Photo Management Software

The second piece is you need to choose a stable piece of software for viewing and managing your photos. This is orders of magnitude more risky than Glacier. The ideal piece of software would have:

  • An easy to understand file format, published online

  • Source code available online

  • Some support for grouping photos into albums and importing them from my phone/camera/whatever

  • Some sort of tool for auto-adjusting the layers on a photo, cropping it, editing the brightness/contrast. Not Lightroom, but enough to make a photo better than it was.

  • Supports hundreds of gigabytes of photos without falling over.

I haven't done as much research into this as with backup solutions, but there are a few tools. Picasa is supported by Google and relies on Google's charity to stay running and supported. Lightroom is very nice, but overshoots my needs, is very expensive, and Adobe may run out of money and fold within the next 30 years. This leaves iPhoto, which isn't well documented, or open source, but mostly works, some of the time, can crop/edit photos while saving the originals, and is a core component of Apple's Mac product, which may also die, when we all have tablets. At least iPhoto stores the files on disk.
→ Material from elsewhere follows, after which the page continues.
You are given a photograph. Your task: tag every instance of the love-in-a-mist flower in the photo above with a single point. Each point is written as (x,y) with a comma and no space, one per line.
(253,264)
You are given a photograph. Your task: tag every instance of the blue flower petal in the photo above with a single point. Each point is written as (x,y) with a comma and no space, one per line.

If I was a better person, I'd manually arrange photos in files on my filesystem and use that. But I am not.


In this game it's a question of how paranoid you want to be, and how much your photos are worth to you. If they're worth a lot it's worth investing significant time and resources into redundant backup systems. Specifically, the 3-2-1 rule suggests storing backups in 3 different places, 2 different file systems (or photo management tools), with at least one offsite. For photos, backing up to CD's or tapes is not a terrible option though it's not very efficient and CD's also die. Using a 2nd photo management software solution, storing the data for that one on an external drive, and backing one of them up to Glacier every night is not a terrible idea.

My photos are worth a lot to me, but I'm not going to go insanely overboard; if my hard drive dies, and Glacier loses my data, that would suck, but I'm willing to gamble on the one-in-a-million odds of them not both happening simultaneously.
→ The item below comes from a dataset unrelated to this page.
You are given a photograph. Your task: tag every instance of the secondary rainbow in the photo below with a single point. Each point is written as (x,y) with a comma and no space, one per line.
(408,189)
I am most worried about the management software; recently iPhoto decided I had no photos in my library and deleted all of the metadata for those photos (albums, rotation information, etc), leaving only the raw copies in my library. This was very sad, though I didn't lose the photos themselves, and might be able to recover the metadata if I am lucky. So yeah, I am not too happy with this. I now store important iPhoto databases in git, backed up to Bitbucket, so I can pull them back down in the event of another catastrophic failure.


This is too long already. Ensuring your photos aren't lost is difficult, and probably requires professional experience as a computer programmer to get right, or for you to part with a significant amount of money, or achieve a large amount of good luck, to avoid the bad things that happen to most people who just hope their photos stick around. I wish you the best of luck.